Empfehlung im November von Prof. Dr. Ferdinand Menne

Buchcover

"Ach, die Welt der Literatur! Verrückte Welt, die Welt ironischer Schmerzen und von Elend, das ein Grinsen hervorruft." (J. Renard).

Der Börsenverein des deutschen Buchhandels geht davon aus, dass jährlich 90.000 Bücher erscheinen, darunter Poesie und Prosa – nicht wenig "Literaturbetriebsprosa". Da kann man den "Laotse auf dem Weg in die Verbannung" (Bertolt Brecht) für gesegnet halten, der nur "das Büchlein, das er abends immer las" mitnahm ins Exil.
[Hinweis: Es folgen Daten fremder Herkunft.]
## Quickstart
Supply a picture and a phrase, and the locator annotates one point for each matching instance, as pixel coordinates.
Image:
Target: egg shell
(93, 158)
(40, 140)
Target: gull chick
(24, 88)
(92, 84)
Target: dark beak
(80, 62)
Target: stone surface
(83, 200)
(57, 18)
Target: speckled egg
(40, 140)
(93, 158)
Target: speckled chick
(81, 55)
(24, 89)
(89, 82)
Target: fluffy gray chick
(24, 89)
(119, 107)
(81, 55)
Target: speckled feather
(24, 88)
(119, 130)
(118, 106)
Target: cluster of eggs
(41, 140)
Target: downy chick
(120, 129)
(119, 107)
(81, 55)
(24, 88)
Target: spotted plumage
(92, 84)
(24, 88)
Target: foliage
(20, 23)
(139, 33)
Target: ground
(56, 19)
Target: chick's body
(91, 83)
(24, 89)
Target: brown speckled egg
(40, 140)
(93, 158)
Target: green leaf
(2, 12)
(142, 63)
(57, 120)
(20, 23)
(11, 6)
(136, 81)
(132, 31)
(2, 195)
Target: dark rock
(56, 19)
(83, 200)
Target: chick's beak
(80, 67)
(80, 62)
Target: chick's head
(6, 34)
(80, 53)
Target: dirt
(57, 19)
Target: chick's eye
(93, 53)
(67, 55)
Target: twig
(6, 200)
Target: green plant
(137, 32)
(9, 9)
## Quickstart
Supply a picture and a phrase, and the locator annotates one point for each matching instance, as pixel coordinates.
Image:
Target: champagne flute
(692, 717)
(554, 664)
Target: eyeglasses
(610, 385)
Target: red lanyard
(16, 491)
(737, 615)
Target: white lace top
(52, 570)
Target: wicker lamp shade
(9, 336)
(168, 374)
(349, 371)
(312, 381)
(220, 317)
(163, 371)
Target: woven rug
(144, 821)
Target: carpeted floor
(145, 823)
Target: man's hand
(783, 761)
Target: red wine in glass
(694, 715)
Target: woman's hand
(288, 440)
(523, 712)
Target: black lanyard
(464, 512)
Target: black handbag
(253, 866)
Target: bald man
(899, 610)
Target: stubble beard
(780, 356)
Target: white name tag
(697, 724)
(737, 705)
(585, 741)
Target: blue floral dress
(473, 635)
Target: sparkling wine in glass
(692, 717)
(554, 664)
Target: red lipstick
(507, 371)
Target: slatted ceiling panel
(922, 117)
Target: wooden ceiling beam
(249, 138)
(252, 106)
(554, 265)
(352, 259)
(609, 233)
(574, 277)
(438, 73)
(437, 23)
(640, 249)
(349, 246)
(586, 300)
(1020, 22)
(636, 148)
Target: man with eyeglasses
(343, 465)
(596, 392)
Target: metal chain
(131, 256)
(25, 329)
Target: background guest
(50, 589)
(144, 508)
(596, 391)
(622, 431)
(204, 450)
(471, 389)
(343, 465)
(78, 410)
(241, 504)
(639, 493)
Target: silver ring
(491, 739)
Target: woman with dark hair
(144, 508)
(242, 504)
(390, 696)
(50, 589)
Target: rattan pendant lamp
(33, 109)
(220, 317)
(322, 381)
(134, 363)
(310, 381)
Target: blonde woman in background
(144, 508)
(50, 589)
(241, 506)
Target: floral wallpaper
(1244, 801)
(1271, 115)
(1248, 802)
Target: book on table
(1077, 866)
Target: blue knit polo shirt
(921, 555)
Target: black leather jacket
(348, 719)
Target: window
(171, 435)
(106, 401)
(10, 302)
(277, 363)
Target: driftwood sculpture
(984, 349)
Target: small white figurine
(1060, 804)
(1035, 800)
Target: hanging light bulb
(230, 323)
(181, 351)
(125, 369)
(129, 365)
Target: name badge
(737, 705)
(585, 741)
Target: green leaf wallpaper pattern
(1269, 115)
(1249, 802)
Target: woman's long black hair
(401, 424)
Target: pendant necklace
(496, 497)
Nun muss man ein Buch nicht immer lesen, aber das eine oder andere doch immer wieder einmal. Zu diesen Büchern mag "Ideen in Tinte getaucht. Aus dem Tagebuch von Jules Renard" gehören. Es sind Aphorismen, die aus keinem Zusammenhang gerissen sind, sondern genau formulierte Gedankensplitter. Sie handeln von Gott und der Welt. Gott: "Wie muss Gott, der alles sieht, sich amüsieren." Seele: "… das ist eben das Wort, über das gar so viel dummes Zeug geredet worden ist." Gut/Böse: "Unsere Güte ist unsere Bosheit, die schläft." Denken: "Freidenker. Denker würde genügen." Tod: "Der Tod ist schön. Er befreit uns davon, an den Tod zu denken." Krieg: "Ein Volk sollte den Krieg fürchten wie der einzelne den Tod."

Ein solches Buch kann man nicht durch-lesen. Man kann über die Texte nachdenken, meditieren, selber denken. Renards Anspruch ist zurückhaltend: "Was ich schreibe, sind im Grunde Briefe an mich selbst, die ich euch nur zu lesen gebe."